How do you account for the decline, then? I mean, what are banks getting into that are causing them to decline in camels ratings?

I think it's a combination of several things. Banks are a reflection of the economy. If the economy has some dips and slowness in it, there's going to be some problem in some assets that the banks have on their books. But, again, overall, the industry is very solid. We've talked about record earnings, strong capital. When you look at capital and reserves and earnings, compared to 10 years ago, there's a dramatic difference. Capital ratios are much stronger, earnings are much stronger, and, as I mentioned a moment ago, I think banks are recognizing those problems and making larger provisions to the loan loss reserve. In fact, I said that pace is equal now, providing the same relationship to loan loss reserve as problems of assets are going up. The coverage is larger than it has been in the past. The coverage being dollar coverage in loan loss reserves to problem assets. Correct me, guys, if that's not true.

No, that's true.

Are there any particular types of institutions that are encountering these -- going down in the ratings, large credit card banks, other community banks? I mean, this seems to be larger banks, since the number only grew by 21.

I think, as we indicated, that there is some credit deterioration in the larger institutions, but there's signs in the smaller institutions there has been some deterioration. Individual consumer loans, credit card loans. You know, bankruptcies I think are at an all-time high and that reflects in the bankruptcy also.

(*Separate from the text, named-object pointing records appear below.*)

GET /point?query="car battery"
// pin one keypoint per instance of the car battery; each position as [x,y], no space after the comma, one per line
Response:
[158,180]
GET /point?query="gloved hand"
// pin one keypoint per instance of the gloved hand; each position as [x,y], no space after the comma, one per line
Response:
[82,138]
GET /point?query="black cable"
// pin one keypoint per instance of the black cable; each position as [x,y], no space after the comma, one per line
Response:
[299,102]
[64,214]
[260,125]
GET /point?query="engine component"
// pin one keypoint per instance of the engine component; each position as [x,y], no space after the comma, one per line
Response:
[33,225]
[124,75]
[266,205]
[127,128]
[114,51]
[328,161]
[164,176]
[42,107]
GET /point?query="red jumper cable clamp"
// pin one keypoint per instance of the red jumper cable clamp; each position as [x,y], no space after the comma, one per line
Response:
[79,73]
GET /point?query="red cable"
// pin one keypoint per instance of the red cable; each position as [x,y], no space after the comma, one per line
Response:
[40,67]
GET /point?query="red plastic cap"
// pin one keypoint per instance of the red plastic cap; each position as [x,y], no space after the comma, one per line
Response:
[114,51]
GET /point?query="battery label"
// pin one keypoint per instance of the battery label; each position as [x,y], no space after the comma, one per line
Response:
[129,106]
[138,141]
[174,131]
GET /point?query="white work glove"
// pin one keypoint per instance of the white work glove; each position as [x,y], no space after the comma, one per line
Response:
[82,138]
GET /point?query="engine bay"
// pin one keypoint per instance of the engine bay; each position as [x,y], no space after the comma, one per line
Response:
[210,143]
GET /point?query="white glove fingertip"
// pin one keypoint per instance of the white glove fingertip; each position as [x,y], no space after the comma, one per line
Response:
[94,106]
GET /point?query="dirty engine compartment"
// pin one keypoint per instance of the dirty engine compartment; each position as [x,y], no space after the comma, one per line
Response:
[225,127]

How worried are you about this going forward? You say the industry's in good shape, record earnings. Do you expect the problem bank list to grow even further?

I would hope we grow in other ways. There is some cause for concern, but I think when you look at the overall banking industry, capital ratios are very high and earnings are at record highs. And the banks are recognizing the problems. Clearly, there's some weaknesses in the system. But when you have problem banks increase at that rate, that's not good.

Yes, sir?

Are there any banks among the top largest 20 on that list?

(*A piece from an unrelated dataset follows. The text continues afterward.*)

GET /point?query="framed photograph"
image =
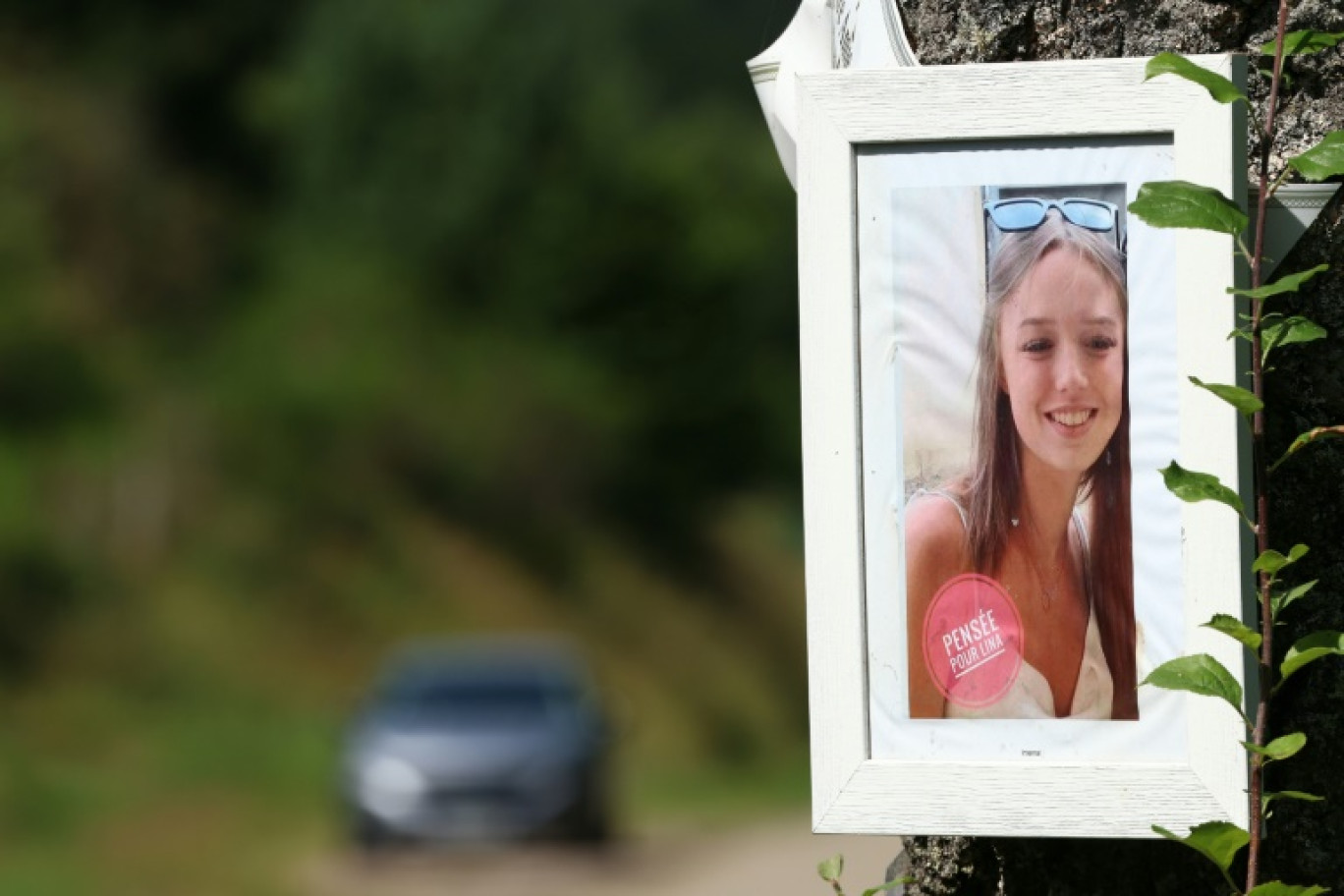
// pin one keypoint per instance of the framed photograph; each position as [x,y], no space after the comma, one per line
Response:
[995,361]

Well, that is asset-size-wise, they wouldn't fit in that list, I think is the short answer.

What would be the -- what would be the largest bank that would be there?

I don't think we want to go there -- give you the first initial or anything like that.

You can't tell me what would be the asset size of the largest bank on that list?

No. We're statisticians, we're looking at aggregate data when constructing our charts. For perspective, if you look at the last recession ten years ago, at this stage, you're in '91, there are over 1,000 banks on the problem list. I don't know off the top of my head what the problem bank assets were, but I think in excess of $100 billion on that. But I think things are better now. I think we point out, it really doesn't change much, in excess of 95% of all insured commercial banks are in the highest capital category. I think in terms of perspective, we're still talking about outliers.

Another question. Yes, ma'am?

For Mr. Powell: You say credit's available. But there's growing concerns about a credit crunch. The Fed's survey shows they are tightening credit standards for banks. I wonder, when do you get to the point, when do you establish that, yes, we're in a credit crunch. What are the signs you look out for?

I'm sorry, I didn't get the question. Did you guys get the question? It was slurred.

Can you hear me now?

I can hear you, but I can't distinguish what you're saying.

The question is this -- you say credit is available.

Yes.

Although Fed's surveys show that credit has been tightening, there are more concerns we could be approaching a credit crunch. I'm wondering, a, do you think we are in a credit crunch? What kind of issues would you be looking for to see -- that would establish that we are, in fact, in one?

I do not think we are in a credit crunch. What criteria would I view that would tell me that we're in a credit crunch? Probably several factors. Low deposit ratio, funding availability within institutions, expansion of credit, all those would be factors.

Why don't you think we're in a credit crunch now? What are the factors that you think determine we're not in one currently?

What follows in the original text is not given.